Menanggapi hal ini, Rumadi Ahmad kembali menegaskan bahwa keberadaan Penghayat yang tidak disertakan di dalam kepengurusan FKUB berpijak pada pertimbangan khusus. Menurutnya, memasukan Penghayat dalam FKUB sama artinya dengan menetapkan syarat pendirian rumah ibadah untuk Penghayat disamakan dengan rumah ibadah agama-agama lain. Pendirian Sanggar atau tempat Sarasehan Penghayat yang harus memenuhi syarat 60/90, menurut Rumadi Ahmad justru akan menjadi batu sandungan tersendiri bagi Penghayat utk bisa memiliki rumah ibadah.
Menanggapi hal ini, Dian Jennie (Ketua Perempuan Penghayat Kepercayaan Nasional) sebagai pembanding di acara Talksow “Sudahkah Ranperpres PKUB Rangkul Penghayat?” memiliki pandangan yang lebih satir. Menurutnya, berbagai kebijakan pemeliharaan kerukunan umat beragama memang secara sengaja mengeksklusi keberadaan Penghayat Kepercayaan.
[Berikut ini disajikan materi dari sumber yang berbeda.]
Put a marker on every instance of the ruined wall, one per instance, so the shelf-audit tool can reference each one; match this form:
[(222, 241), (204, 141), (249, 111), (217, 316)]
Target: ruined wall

Ranperpres sesungguhnya merupakan bukti bahwa hingga saat ini keberadaan Penghayat tetap sebagai warga negara kelas kedua.
Bila alasan kekosongan representasi Penghayat di FKUB sebagaimana diatur dalam Ranperpres adalah untuk melindungi Penghayat dari syarat 60/90, maka pemerintah sebenarnya cukup menjawabnya dengan membuat klausul afirmatif bahwa untuk keberadaan kelompok minoritas agama lokal diatur dengan syarat-syarat yang sesuai dengan kondisi obyektifnya. Pemerintah bukan hanya tidak membuat terobosan seperti harapan kalangan Penghayat, tetapi sekaligus tidak memandang perwakilan dibutuhkan di FKUB.
Fakta inilah yang menegaskan bahwa tata kelola kerukunan umat beragama di Indonesia masih belum memberikan hak yang setara bagi semua kelompok agama/kepercayaan di Indonesia. Penghayat kembali dikucilkan dalam urusan yang sangat penting terkait dengan hal-ihwal pemeliharaan toleransi dalam pergaulan agama dan kepercayaan yang sangat kompleks di negara ini.
Bila ada improvisasi kebijakan pemeliharaan kerukunan di tingkat daerah, misalnya di Kabupaten Banyumas, Jawa Tengah, menyertakan perwakilan tokoh Penghayat Kepercayaan, hal ini bukan berarti bahwa keberadaan Penghayat Kepercayaan telah diperlakukan secara setara terhadap agama-agama lain. Keikutsertaan tokoh Penghayat di FKUB seperti yang terjadi di Banyumas, jelas bukan karena kebijakan daerah yang menempatkan Penghayat setara dengan agama-agama lain, tetapi lebih karena ketokohan dan expertisenya.
Sekadar catatan tambahan, hari ini (08/09/2024) berlangsung pengukuhan Pengurus FKUB Banyumas. Seorang tokoh Penghayat bernama Prof. Wardana, dari Susila Budi Darma (Subud) dikukuhkan sebagai salah satu Pengurus FKUB, akan tetapi di posisi sebagai Dewan Ahli. Praktik baik seperti menggambarkan bahwa keberadaan tokoh tersebut tidak lantas bisa dipahami sebagai keterwakilan Penghayat di FKUB. Lebih tepat dikatakan bahwa, Prof. Wardana sesungguhnya diposisikan sebagai Dewan Ahli karena ketokohan dan expertise-nya.
Penghayat Kepercayaan masih dikucilkan dan tidak memiliki keterwakilan di FKUB.